Seattle still has 17 of 20 draft picks from the past two drafts (three on IR), but the jury is out on many of them — especially top-three picks Rashaad Penny, Rasheem Green, Will Dissly, L.J. Collier and Marquise Blair. Can Penny and Dissly get and stay healthy? Can Green, who took a big step this season, turn into a productive starter in Year 3? Will Blair be ready to replace McDougald in 2021? Will Collier recover from his bust of a rookie year?
Those questions will be answered next season and beyond. For now, at least the Hawks are getting contributions from a bunch of Day 2-3 picks from the past two drafts: D.K. Metcalf, Travis Homer, Tre Flowers, Michael Dickson, Jamarco Jones, Shaquem Griffin, Cody Barton and Ugo Amadi.
Schneider has filled other holes with great veteran additions. He made three incredible trade acquisitions in 2019 (Jadeveon Clowney, Quandre Diggs and Jacob Hollister) and brought back three former Seahawks (Willson, Marshawn Lynch and Robert Turbin) during the season.

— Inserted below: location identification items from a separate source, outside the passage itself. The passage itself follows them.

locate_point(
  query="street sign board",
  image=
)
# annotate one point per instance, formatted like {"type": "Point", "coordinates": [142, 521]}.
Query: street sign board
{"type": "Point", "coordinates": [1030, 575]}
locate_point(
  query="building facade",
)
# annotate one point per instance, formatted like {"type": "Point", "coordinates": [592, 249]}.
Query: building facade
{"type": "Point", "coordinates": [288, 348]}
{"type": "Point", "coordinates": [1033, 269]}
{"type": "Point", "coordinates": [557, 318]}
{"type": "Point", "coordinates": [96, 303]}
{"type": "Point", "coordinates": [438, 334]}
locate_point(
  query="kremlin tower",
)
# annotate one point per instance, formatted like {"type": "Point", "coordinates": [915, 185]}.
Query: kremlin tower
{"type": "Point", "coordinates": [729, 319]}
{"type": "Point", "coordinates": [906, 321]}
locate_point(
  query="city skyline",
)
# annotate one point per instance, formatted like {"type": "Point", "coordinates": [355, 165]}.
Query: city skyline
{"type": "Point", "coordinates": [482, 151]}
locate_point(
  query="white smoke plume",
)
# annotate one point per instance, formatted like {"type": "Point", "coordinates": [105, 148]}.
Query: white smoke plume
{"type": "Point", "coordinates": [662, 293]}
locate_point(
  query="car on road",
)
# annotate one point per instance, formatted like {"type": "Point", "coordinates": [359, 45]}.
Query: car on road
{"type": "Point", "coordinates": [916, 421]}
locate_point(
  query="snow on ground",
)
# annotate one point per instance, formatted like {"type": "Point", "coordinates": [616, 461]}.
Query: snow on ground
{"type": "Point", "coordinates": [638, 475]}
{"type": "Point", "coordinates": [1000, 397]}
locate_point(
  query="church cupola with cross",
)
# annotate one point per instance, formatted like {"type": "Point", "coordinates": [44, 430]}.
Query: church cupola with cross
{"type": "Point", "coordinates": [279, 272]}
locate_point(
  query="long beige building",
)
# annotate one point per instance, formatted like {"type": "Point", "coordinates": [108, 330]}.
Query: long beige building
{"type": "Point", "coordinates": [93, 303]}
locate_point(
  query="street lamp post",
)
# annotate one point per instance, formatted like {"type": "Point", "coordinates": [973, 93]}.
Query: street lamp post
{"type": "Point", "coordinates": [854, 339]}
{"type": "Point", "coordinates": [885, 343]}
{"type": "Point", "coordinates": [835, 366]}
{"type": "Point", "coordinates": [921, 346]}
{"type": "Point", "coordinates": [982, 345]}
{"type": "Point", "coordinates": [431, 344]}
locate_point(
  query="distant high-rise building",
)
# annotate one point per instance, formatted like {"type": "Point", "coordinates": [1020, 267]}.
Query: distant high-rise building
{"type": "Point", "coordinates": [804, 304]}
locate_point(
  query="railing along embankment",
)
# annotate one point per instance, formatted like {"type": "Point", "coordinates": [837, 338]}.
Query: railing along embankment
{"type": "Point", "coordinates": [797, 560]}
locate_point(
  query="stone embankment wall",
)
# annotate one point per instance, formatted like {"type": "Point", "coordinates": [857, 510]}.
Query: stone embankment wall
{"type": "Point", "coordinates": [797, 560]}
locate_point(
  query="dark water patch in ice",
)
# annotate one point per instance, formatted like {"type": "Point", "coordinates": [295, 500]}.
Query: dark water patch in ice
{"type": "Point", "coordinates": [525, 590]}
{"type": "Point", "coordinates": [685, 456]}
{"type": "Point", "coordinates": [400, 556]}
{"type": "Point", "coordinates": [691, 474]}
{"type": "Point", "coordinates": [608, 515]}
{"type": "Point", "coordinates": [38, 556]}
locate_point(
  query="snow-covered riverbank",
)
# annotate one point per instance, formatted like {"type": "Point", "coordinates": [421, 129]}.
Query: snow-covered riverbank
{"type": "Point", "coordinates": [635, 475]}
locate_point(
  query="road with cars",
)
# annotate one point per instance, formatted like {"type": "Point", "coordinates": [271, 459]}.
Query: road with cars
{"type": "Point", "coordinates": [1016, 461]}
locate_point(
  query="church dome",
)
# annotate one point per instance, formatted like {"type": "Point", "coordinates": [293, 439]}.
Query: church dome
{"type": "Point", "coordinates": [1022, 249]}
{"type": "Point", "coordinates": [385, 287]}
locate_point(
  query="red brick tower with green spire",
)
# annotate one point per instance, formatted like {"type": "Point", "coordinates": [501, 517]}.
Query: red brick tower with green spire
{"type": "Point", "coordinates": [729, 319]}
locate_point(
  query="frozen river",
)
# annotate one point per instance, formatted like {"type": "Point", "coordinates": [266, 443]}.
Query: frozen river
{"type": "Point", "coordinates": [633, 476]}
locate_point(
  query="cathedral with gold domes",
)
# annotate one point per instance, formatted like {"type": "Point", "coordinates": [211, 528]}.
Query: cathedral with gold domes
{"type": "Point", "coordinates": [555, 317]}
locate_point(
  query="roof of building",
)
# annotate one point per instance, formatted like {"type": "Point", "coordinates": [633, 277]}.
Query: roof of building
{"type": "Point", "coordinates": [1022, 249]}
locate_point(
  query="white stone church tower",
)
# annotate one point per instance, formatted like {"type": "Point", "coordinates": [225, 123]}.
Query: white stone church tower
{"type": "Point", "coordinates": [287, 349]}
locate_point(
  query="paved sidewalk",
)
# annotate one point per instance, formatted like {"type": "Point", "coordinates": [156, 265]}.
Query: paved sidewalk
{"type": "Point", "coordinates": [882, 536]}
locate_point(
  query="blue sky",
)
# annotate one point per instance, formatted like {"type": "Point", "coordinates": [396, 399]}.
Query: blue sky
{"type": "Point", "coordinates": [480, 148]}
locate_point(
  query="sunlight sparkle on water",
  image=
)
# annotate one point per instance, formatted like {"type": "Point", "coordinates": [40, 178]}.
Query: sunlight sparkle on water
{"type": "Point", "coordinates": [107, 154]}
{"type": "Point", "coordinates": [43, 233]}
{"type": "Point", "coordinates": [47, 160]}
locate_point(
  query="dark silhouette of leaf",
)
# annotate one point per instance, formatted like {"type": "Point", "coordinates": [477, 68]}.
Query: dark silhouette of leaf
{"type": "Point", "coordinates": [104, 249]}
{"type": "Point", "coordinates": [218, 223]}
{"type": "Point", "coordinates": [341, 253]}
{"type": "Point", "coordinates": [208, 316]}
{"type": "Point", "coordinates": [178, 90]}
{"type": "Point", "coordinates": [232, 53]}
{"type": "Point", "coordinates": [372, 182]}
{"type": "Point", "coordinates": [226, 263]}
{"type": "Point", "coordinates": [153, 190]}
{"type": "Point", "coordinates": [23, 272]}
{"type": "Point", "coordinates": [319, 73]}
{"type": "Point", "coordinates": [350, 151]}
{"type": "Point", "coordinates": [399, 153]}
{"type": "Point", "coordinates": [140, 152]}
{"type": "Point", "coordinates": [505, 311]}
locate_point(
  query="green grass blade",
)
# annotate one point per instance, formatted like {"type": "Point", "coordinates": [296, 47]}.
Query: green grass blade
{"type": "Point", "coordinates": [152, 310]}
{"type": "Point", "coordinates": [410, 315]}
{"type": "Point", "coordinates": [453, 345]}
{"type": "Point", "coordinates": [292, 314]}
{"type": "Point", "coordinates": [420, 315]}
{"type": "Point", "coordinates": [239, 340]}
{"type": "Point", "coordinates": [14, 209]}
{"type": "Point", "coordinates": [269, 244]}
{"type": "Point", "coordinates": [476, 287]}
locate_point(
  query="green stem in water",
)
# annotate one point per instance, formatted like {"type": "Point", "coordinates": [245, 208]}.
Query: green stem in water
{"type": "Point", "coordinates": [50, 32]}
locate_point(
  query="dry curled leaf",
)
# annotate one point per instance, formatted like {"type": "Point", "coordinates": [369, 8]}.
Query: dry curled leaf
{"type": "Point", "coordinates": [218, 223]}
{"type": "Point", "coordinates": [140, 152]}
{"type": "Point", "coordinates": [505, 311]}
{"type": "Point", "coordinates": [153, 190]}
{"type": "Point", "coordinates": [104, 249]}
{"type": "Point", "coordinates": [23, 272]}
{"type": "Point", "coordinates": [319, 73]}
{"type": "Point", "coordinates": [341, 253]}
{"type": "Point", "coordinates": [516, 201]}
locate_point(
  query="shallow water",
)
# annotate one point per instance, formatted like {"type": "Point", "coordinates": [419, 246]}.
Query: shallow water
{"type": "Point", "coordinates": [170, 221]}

Clowney was great before getting injured in his best game, vs. the 49ers in Week 10, and is fighting through that core injury to help the Hawks in the playoffs (and earn a big contract). The Diggs trade was basically an admission that Carroll couldn’t make it work with Lano Hill and Tedric Thompson, the safeties Schneider drafted after Shaquill Griffin in 2017. The Hawks are 5-1 when Diggs plays.
On offense, Hollister took over as the top tight end (even if Willson was the starter) after Dissly was lost in Week 6, and Lynch has famously returned to share the backfield with Homer (with Turbin providing depth).
Schneider has done his part to try to keep this team patched together for this playoff run. As soon as it ends — whether it’s in Green Bay, San Francisco or Miami — we’ll see whether he can keep making the right moves in 2020 and set this team up to win more Super Bowls.